Saturday, September 06, 2008

McCain's Scheme to Attract Clinton Voters Not Working

According to the AP:
Evidence shows that [Sarah] Palin is not drawing a lot of support from voters outside the Republican base. An ABC News poll released Friday found the selection of Palin makes people likelier to vote for McCain by just 6 percentage points.

That's just half the 12-point margin by which Sen. Joe Biden makes them more likely to support Barack Obama.

And as for Clinton supporters, eight in 10 said they would vote for Obama in November, according to a Gallup Poll conducted last weekend after McCain announced his selection of Palin.
Perhaps the McCain team should have spent more time using Palin to attack Biden rather than Obama since Biden makes them twice as likely to vote for Obama than Palin makes them likely to vote for McCain.

But if Norm Ornstein is correct and McCain was backed into selecting Palin because several state delegations threatened to walk out of the convention if he went with his first choice, Joe Lieberman, then the real misstep came much earlier. McCain would have had a lot more credibility with Independents and some Democrats if he had said, "Look: I am breaking with business as usual. I am bucking my party and the social conservatives, who have been wrong for the last 8 years. In the spirit of bipartisanship and for the sake of all sides in our country, I am choosing Joe Lieberman to be my running mate."

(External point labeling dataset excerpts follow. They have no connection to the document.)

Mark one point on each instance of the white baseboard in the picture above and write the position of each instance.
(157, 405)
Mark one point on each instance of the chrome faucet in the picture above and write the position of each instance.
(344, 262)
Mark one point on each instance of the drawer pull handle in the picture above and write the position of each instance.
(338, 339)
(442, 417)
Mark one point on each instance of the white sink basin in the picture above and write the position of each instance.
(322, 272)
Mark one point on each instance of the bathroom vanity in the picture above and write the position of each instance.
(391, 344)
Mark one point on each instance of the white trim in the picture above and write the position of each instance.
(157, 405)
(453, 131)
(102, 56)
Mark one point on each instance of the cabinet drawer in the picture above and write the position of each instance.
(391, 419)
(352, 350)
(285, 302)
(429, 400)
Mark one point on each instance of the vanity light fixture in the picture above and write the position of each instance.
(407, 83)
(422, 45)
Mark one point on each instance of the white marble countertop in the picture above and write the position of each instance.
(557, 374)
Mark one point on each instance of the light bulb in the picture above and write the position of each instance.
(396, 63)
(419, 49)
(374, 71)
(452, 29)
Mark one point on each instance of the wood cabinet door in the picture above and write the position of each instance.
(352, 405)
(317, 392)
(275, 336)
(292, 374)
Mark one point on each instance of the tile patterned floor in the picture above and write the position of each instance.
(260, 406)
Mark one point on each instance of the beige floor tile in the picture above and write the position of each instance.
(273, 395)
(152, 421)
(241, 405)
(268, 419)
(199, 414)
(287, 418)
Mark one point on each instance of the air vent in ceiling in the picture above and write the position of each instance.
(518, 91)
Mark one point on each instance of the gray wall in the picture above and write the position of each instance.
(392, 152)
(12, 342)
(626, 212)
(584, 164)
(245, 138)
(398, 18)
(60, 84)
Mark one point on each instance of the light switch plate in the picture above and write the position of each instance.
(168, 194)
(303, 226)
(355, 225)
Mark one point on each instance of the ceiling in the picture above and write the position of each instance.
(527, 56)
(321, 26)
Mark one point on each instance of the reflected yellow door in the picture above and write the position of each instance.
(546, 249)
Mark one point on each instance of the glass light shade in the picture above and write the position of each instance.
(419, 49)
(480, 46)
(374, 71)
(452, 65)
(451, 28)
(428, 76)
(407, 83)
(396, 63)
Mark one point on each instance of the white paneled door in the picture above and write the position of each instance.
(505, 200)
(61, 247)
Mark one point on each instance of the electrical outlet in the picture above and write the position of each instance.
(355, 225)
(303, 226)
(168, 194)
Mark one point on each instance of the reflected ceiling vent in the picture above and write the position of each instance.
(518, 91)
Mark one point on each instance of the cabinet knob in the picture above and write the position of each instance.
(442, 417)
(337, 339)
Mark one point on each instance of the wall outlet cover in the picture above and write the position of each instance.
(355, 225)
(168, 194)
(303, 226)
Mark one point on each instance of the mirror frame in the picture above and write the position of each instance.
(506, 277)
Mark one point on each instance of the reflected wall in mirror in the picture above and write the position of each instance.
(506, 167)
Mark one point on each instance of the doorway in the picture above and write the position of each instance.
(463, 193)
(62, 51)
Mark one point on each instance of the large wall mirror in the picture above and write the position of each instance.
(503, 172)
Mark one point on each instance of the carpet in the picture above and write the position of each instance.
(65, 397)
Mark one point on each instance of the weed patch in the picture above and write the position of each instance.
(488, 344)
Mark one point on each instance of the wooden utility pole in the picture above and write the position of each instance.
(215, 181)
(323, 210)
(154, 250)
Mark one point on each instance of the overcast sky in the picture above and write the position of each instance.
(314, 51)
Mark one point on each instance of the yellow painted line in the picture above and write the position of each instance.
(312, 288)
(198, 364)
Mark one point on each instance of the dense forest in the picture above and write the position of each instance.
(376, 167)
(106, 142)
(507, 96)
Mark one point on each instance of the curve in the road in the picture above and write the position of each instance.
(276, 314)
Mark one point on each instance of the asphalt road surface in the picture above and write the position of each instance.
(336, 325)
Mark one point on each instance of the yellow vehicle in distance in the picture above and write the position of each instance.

He could have more legitimately claimed the mantle of change. And ironically, it might have even rendered Barack Obama's decision not to put Hillary Clinton on the ticket weaker than it turned out to be, not because she is a woman, but because it would have brought the two sides of the Democratic fight together more quickly and easily. The Iraq War still would have been an issue, but a host of other problems that attach to Sarah Palin and George W. Bush would have been easier to shed.